The greenback found support as dip-buyers stepped in following a brief period of weakness, reversing some of gold’s recent gains. While broader market sentiment remains cautious, expectations that the Federal Reserve will keep rates elevated for longer have added to the dollar’s resilience, limiting gold’s upside potential.

Still, safe-haven demand for gold remains intact, as geopolitical tensions and concerns over global economic growth continue to fuel investor interest. Any signs of financial instability or a deeper economic slowdown could quickly revive gold’s momentum, even as short-term fluctuations persist.

fxsoriginal

Gold US Dollar 1-D Chart as of March 03, 2025 (Source: TradingView)
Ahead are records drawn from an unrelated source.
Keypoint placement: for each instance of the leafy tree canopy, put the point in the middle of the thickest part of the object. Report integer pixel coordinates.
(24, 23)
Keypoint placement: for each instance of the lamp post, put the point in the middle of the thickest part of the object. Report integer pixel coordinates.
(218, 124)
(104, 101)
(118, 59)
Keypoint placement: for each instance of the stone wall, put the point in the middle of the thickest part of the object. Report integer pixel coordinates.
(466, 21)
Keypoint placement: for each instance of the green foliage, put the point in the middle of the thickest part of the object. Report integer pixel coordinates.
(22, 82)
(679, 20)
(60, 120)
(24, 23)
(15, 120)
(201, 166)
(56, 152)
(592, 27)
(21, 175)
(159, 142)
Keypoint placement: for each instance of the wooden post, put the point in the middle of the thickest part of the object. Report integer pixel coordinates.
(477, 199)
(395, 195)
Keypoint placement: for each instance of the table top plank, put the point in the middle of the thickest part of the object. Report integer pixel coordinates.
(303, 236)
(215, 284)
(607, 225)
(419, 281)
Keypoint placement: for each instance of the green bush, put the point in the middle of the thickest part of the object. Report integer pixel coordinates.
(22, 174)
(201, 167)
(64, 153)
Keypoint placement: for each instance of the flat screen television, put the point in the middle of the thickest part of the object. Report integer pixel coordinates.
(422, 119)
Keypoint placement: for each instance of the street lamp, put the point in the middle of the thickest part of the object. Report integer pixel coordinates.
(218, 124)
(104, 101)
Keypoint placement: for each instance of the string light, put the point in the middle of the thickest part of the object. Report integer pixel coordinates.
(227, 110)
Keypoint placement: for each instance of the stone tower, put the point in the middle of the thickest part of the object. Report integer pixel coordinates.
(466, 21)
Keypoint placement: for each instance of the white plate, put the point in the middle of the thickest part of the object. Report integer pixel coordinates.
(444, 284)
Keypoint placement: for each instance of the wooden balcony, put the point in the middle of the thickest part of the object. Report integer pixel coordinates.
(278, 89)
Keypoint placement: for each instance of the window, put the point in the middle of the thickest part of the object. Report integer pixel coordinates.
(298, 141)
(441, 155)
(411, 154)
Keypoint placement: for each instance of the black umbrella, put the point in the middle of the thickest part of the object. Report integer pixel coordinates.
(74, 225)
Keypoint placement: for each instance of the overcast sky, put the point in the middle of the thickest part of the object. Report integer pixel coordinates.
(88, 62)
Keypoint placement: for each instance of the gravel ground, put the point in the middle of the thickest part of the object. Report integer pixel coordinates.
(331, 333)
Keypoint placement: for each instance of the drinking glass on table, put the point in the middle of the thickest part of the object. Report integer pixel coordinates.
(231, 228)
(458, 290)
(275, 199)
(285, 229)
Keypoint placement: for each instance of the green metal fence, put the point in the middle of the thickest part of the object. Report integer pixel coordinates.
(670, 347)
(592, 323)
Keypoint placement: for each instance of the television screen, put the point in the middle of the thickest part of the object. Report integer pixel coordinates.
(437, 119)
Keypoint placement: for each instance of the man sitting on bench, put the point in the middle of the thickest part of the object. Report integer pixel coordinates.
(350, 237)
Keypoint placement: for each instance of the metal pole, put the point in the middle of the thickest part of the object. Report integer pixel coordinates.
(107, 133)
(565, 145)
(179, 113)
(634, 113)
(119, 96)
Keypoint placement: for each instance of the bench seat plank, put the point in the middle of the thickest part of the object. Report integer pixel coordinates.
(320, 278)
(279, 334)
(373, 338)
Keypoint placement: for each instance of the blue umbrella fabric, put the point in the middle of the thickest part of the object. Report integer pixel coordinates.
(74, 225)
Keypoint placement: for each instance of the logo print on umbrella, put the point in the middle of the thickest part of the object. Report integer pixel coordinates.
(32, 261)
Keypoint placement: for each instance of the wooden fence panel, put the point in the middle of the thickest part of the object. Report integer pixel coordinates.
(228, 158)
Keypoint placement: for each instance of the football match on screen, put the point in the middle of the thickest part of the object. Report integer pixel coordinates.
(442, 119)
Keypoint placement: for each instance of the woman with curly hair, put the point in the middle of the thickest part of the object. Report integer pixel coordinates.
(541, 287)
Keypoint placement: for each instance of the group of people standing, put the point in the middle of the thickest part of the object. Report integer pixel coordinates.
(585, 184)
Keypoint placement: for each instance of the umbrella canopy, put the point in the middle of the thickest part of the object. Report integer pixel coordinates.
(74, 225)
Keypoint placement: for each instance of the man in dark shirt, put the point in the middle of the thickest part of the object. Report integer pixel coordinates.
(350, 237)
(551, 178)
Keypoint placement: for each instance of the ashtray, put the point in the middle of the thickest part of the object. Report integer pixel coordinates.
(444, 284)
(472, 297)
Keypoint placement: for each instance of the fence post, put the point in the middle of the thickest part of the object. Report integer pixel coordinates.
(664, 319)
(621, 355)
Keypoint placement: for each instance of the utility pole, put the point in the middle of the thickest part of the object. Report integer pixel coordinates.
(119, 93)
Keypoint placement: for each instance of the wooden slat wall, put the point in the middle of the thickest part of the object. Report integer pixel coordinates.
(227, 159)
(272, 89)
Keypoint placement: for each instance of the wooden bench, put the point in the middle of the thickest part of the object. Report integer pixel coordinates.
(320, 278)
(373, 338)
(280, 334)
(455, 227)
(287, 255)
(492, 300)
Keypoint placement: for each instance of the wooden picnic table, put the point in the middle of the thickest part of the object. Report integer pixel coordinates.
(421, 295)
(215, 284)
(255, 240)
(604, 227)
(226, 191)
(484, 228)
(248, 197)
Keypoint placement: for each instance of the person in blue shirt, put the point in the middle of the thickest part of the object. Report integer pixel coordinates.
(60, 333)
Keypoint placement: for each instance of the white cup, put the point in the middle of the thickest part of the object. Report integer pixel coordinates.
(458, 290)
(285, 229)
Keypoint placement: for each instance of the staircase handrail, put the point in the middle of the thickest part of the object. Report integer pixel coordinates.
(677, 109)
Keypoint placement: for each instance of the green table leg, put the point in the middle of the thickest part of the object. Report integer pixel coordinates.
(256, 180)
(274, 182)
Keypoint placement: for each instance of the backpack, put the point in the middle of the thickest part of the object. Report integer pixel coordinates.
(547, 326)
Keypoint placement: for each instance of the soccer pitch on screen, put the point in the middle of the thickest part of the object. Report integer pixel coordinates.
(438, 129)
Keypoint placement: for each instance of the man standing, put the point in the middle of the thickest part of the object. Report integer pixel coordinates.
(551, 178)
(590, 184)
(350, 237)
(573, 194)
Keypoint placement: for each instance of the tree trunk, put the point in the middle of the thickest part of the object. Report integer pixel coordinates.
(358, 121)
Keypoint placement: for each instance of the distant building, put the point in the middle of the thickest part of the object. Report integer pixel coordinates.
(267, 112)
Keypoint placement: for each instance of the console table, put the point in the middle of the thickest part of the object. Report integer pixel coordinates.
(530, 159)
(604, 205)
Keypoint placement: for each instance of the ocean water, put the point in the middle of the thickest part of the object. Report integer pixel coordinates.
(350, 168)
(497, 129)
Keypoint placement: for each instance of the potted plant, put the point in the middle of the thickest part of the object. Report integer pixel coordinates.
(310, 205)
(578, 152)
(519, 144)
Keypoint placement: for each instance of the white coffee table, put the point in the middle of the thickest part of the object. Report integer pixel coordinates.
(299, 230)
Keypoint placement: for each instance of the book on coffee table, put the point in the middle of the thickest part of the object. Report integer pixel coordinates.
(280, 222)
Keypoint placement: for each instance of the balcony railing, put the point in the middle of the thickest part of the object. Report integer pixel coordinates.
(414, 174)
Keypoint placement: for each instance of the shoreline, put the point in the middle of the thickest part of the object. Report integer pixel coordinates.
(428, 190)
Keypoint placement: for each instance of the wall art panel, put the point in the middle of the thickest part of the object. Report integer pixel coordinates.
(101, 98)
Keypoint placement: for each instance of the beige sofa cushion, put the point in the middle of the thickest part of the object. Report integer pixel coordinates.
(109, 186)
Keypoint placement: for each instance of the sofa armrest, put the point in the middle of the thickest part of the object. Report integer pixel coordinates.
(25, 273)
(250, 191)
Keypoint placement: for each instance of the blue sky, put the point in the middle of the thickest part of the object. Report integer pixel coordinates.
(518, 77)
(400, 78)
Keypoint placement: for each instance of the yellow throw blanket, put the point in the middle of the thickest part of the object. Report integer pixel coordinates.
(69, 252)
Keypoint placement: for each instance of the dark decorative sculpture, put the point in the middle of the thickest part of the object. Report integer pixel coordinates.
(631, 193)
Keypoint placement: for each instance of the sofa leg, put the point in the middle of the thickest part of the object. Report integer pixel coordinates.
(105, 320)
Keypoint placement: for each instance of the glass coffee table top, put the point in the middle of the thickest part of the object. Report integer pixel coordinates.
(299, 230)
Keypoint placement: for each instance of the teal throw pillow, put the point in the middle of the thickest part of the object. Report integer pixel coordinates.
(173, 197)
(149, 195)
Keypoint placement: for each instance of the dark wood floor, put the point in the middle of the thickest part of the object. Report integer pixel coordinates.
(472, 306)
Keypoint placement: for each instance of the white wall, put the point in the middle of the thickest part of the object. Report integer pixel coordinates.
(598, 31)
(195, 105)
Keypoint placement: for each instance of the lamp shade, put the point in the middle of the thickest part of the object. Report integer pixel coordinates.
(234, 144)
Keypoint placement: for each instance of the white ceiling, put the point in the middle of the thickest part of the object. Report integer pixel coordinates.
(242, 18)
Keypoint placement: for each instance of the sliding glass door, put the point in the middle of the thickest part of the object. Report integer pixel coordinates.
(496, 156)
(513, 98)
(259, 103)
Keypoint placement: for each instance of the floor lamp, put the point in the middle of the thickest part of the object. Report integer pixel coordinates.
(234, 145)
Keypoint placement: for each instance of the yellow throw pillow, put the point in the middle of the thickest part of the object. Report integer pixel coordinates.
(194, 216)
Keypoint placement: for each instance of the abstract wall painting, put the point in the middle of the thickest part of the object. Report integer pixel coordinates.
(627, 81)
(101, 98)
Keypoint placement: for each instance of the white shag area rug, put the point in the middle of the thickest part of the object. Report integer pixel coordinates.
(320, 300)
Meanwhile, market participants are closely watching upcoming U.S. economic data, which could provide further clues on the Fed’s next move. Any signs of weakening inflation or softer labor market conditions could reignite expectations for rate cuts, potentially giving gold a fresh boost.

On the technical side, analysts note that $2,900 remains a key resistance level, with gold needing a decisive break above this mark to sustain further gains. On the downside, any sharp correction could find support near $2,850, where buyers may step back in to stabilize prices.

For now, traders remain cautious, balancing the interplay between dollar strength and gold’s safe-haven appeal. With macroeconomic uncertainties still in focus, gold’s next major move will likely depend on shifting sentiment around interest rates and broader risk appetite in global markets.